Wroughton stiffened, felt the deadness in his legs and arms, couldn't have run. Could have shouted out, could have yelled for Security at the main doors, but his throat had tightened: nothing would have come from it. He saw the right boot swing back. The kick came into his shin, against the bone and the pain ran rivers. He crumpled. His head went down and the clenched fist hit him on the side of the jaw, the edge of his cheek. More kicks, some on the thigh and the target was his groin. More fist blows and his head was a punchball. He was down. Men from the Royal Military Police came to the fort on the south coast - outside Portsmouth - and taught self-defence. Last time he'd been on the course was seven years back, before the posting to Riga. He tried to protect his head - could not protect head and testicles. One or the other. It was done cold. Iced venom. Not frantic or flailing. It was the attack of a street-fighter. Where had a bloody Belgian agronomist learned the tactics of a street-fighter? Nothing said, not a word. The man did not even pant.

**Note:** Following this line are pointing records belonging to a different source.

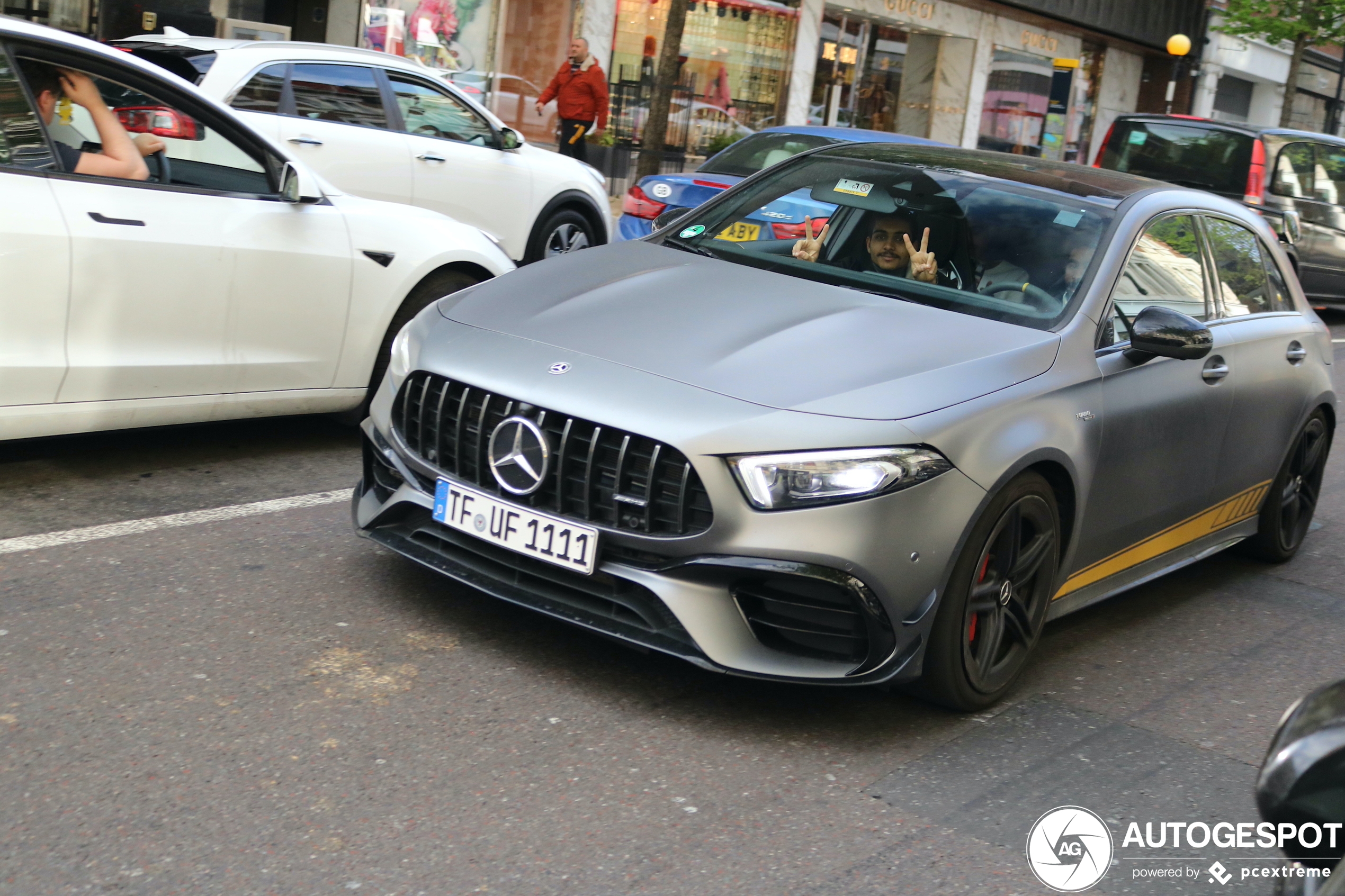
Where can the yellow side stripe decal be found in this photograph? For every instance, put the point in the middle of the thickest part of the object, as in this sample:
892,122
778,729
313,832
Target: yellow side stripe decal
1235,510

Wroughton felt the blood in his mouth. He was not going to die, he knew that. The man was too calm to kill him, intended only to humiliate. The tinted spectacles had gone and he heard the crunch of the boot on them, then a hand snatched at his tie, grasped the silk and pulled up his head with it. Twice, as he choked on the tightened knot, the fist hit his face, once the lower lip, once the bridge of his nose. The man spat in his face.